The by-invitation-only ceremony was scheduled to feature a keynote address by Jeff Fettig, chairman and chief executive officer of Whirlpool Corporation, a 100-year-old appliance maker headquartered in Benton Harbor, Mich.
Fettig, who has led Whirlpool for years as the world’s leading manufacturer and marketer of quality home appliances, was to be joined by a pair of additional high-ranking company leaders. Marc Bitzer, president of Whirlpool North America Region, and Pam Klyn, general manager of Whirlpool North America Region, had plans to make the flight to Cleveland.
Also scheduled for appearances at today’s dedication podium were Richard “Dicky” Walters, Whirlpool Cleveland Division plant leader, and 12-year Whirlpool employee Freddie Wilke, as well as Cleveland Mayor Tom Rowland and Bradley County Mayor D. Gary Davis. Members of the Walker Valley High School band were scheduled to perform. Invocation was to be delivered by Matt Ryerson, president and chief executive officer of United Way of Bradley County Inc.
Today’s dedication was to include employee and special guest tours, and speaking appearances by key leaders. An official ribbon-cutting ceremony will be held at a later date, according to Kristine Vernier, Whirlpool Corporation spokesperson.
“The event on Monday is indeed planned to be an employee- and community-based celebration,” Walters told the Cleveland Daily Banner over the weekend. “The success of this project is tied to our dedicated and talented employees, and our outstanding state and local leaders.”
Walters, a longtime Whirlpool leader who joined the Cleveland Division in late 2009 to lead the work of a cross-functional Factory Master Plan Team, said today’s dedication — which is billed as a pre-opening — has been designed to honor the division’s dedicated workforce of more than 1,500 and the Cleveland and Bradley County community.
“We believe Monday’s event is a fitting way to celebrate,” the plant leader said late Saturday night.
Friday’s EF-2 tornado that swept into southwest Bradley County and trekked northeast before slamming into North Lee Highway and Charleston area neighborhoods had no impact on the new Whirlpool facility that is located near the Benton Pike junction with Michigan Avenue Road.
“We are still moving forward with the event on Monday,” Walters confirmed in a brief weekend interview with the Banner.
Today’s visit to Cleveland is thought to be Fettig’s first since early 2010 when he personally toured and inspected the Whirlpool Cleveland Division manufacturing facilities on King Edward Avenue at the behest of the Whirlpool Corporation board of directors.
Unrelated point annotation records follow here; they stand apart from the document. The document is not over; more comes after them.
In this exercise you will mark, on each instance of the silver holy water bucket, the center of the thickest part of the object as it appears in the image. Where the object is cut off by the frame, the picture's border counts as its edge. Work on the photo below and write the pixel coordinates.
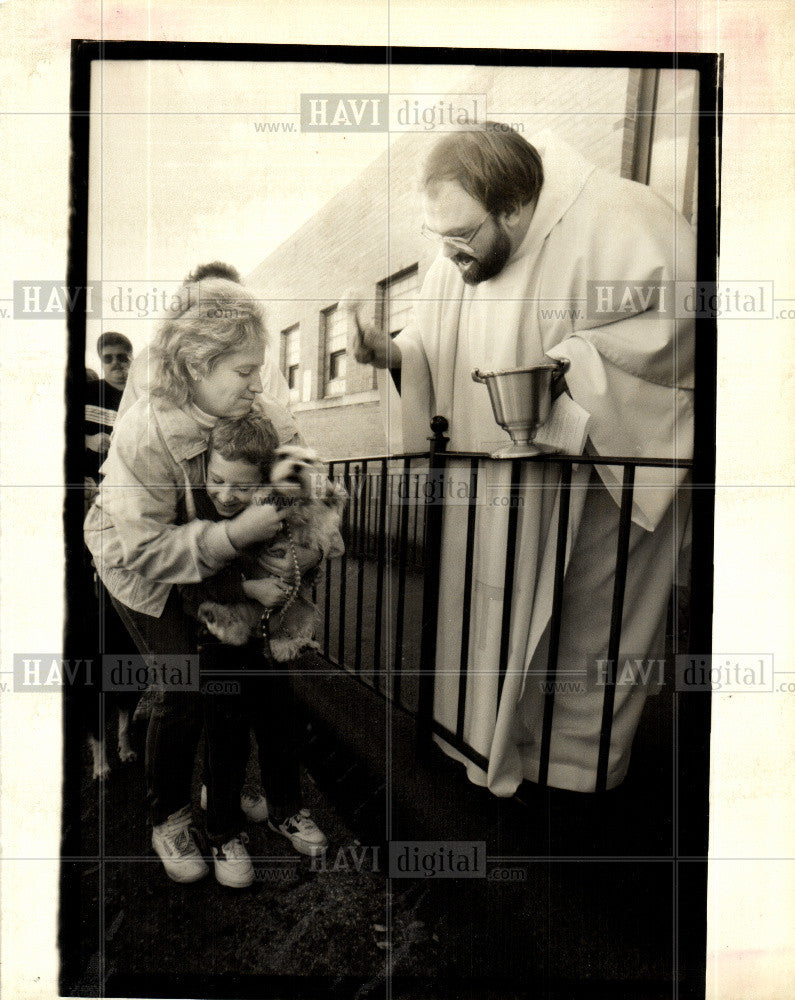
(522, 401)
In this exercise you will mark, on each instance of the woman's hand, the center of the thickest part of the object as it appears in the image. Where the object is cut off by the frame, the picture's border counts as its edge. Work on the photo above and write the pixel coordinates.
(254, 524)
(280, 563)
(270, 592)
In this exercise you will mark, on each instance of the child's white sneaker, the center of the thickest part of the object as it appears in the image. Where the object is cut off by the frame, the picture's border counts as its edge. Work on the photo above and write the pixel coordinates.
(232, 863)
(255, 807)
(303, 833)
(174, 844)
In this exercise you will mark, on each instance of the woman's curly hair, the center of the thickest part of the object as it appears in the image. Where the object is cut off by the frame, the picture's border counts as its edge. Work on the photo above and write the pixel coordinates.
(216, 316)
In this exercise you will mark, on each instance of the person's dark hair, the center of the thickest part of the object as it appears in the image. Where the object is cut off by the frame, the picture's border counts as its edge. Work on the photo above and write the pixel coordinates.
(215, 269)
(491, 162)
(113, 338)
(251, 439)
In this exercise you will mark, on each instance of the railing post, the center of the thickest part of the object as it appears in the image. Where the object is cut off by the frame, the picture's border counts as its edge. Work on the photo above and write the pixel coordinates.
(434, 513)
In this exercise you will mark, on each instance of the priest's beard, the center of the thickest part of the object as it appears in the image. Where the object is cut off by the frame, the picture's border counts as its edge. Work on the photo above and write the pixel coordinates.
(473, 270)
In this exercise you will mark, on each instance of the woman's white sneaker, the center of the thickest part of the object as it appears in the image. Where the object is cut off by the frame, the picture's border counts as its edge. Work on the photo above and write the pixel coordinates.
(303, 833)
(232, 863)
(174, 844)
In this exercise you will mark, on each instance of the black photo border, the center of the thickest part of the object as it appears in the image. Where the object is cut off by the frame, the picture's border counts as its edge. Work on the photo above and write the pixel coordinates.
(694, 709)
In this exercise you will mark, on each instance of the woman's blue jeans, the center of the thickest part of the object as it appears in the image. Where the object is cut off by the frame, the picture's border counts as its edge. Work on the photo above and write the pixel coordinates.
(176, 721)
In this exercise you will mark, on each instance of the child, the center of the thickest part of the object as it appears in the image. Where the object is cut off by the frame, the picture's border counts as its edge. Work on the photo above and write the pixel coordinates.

According to reports, Fettig’s mission then was to see for himself the century-old factory in a fact-finding visit to help determine if the company’s most cost-effective, and efficient, investment was to remodel the aging King Edward campus or to rebuild in a new location.
Fettig’s visit came as a follow-up to the Factory Master Plan Team’s comprehensive work. Under Walters’ stewardship, the team’s task was to develop options — and costs — for the Cleveland plant’s future. One option was to leave the manufacturing operation as it was, one was to modernize it and another for a complete rebuild.
The team was later directed to include new marketing strategies in the cooking plant options. Once the encompassing report was completed, and presented to Whirlpool corporate executives, the board dispatched Fettig to Cleveland to inspect the existing facilities.
The CEO’s tour and inspection led to the later announcement that Whirlpool intended to build a new plant and Factory Distribution Center and to do it in Cleveland. The Whirlpool decision was supported through an incentive package pulled together through government partnerships that included the city of Cleveland, Bradley County, Cleveland Utilities, the Cleveland/Bradley Industrial Development Board, the Economic Development Council, the Cleveland/Bradley Chamber of Commerce and the state of Tennessee.
Opening of the plant will mark the first time since the factory’s 1917 founding by S.B. Rymer Sr. that it has operated under one roof. The original company was called Dixie Foundry. Subsequent names were Dixie Products, The Magic Chef Company and Maytag Cleveland Cooking Products. The site name became Whirlpool Cleveland Division in March 2006, when Whirlpool acquired the former Maytag Corporation.
The local plant builds premium cooking products under the brand names of KitchenAid, Jenn-Air, Maytag and Whirlpool, and also manufactures appliances under the IKEA brand.
In a “Letter to the Editor” published by the Cleveland Daily Banner on its front page, Fettig offered his feelings on the corporation’s 100th anniversary on Nov. 11, 2011.
“Whirlpool remains committed to Cleveland and to our U.S. manufacturing base,” the CEO wrote. “I am exceedingly proud that in the U.S. we have more manufacturing employees than all of our major competitors combined. I am prouder still that in the U.S. — and in every region where we produce appliances — we manufacture products for the local consumers.”
He added, “Of the products we make, more than 80 percent of what we sell in America is made in America. No other appliance manufacturer can come close to that commitment to the U.S. workforce.”